Bernhardt Julie, Dewey Helen, Thrift Amanda, Collier Janice, Donnan Geoffrey
National Stroke Research Institute, Level 1, Neurosciences Building, Heidelberg Repatriation Hospital, 300 Waterdale Rd, Heidelberg, 3081 Victoria, Australia.
Stroke. 2008 Feb;39(2):390-6. doi: 10.1161/STROKEAHA.107.492363. Epub 2008 Jan 3.
Very early rehabilitation, with an emphasis on mobilization, may contribute to improved outcomes after stroke. We hypothesized that a very early rehabilitation protocol would be safe and feasible.
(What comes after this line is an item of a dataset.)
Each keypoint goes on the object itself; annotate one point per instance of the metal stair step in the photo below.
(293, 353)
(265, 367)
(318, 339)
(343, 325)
We performed a randomized, controlled trial with blinded outcome assessment. Patients at <24 hours after stroke were recruited from 2 Melbourne metropolitan stroke units. Patients were randomly assigned to receive standard care (SC) or SC plus very early mobilization (VEM) until discharge or 14 days (whichever was sooner). The primary safety outcome was the number of deaths at 3 months. The primary feasibility outcome was a higher "dose" of mobilization achieved in VEM. Secondary safety outcomes included adverse events (including falls and early neurologic deterioration), compliance with physiologic monitoring criteria, and patient fatigue after interventions. Secondary feasibility outcomes included "contamination" of standard care.
Overall, 18% of patients screened were suitable for recruitment. Seventy-one patients were recruited and randomized, with 2 dropouts by 12 months. The majority experienced ischemic strokes (87%). The group mean+/-SD age was 74.7+/-12.5 years, and 58% (n=41) had a National Institutes of Health Stroke Scale score >7. There was no significant difference in the number of deaths between groups (SC, 3 of 33; VEM, 8 of 38; P=0.20). Almost all deaths occurred in patients with severe stroke. Secondary safety outcomes were similar between groups. The intervention protocol was successfully delivered, achieving VEM dose targets (double SC, P=0.003) and faster time to first mobilization (P<0.001).
VEM of patients within 24 hours of acute stroke appears safe and feasible. Intervention efficacy and cost-effectiveness are currently being tested in a large randomized, controlled trial.
极早期康复,重点在于活动能力训练,可能有助于改善卒中后的预后。我们假设极早期康复方案是安全可行的。
我们进行了一项随机对照试验,对结果评估采用盲法。从墨尔本市区的2个卒中单元招募卒中后<24小时的患者。患者被随机分配接受标准护理(SC)或SC加极早期活动能力训练(VEM),直至出院或14天(以先到者为准)。主要安全结局是3个月时的死亡人数。主要可行性结局是VEM组实现更高的活动能力训练“剂量”。次要安全结局包括不良事件(包括跌倒和早期神经功能恶化)、对生理监测标准的依从性以及干预后患者疲劳情况。次要可行性结局包括标准护理的“沾染”情况。
总体而言,18%的筛查患者适合入组。共招募71例患者并随机分组,12个月时有2例退出。大多数患者发生缺血性卒中(87%)。组平均年龄±标准差为74.7±12.5岁,58%(n = 41)的美国国立卫生研究院卒中量表评分>7。两组间死亡人数无显著差异(SC组33例中有3例死亡;VEM组38例中有8例死亡;P = 0.20)。几乎所有死亡都发生在重症卒中患者中。两组间次要安全结局相似。干预方案成功实施,达到了VEM剂量目标(是SC组的两倍,P = 0.003),且首次活动能力训练的时间更快(P<0.001)。
急性卒中24小时内对患者进行VEM似乎是安全可行的。目前正在一项大型随机对照试验中测试干预效果和成本效益。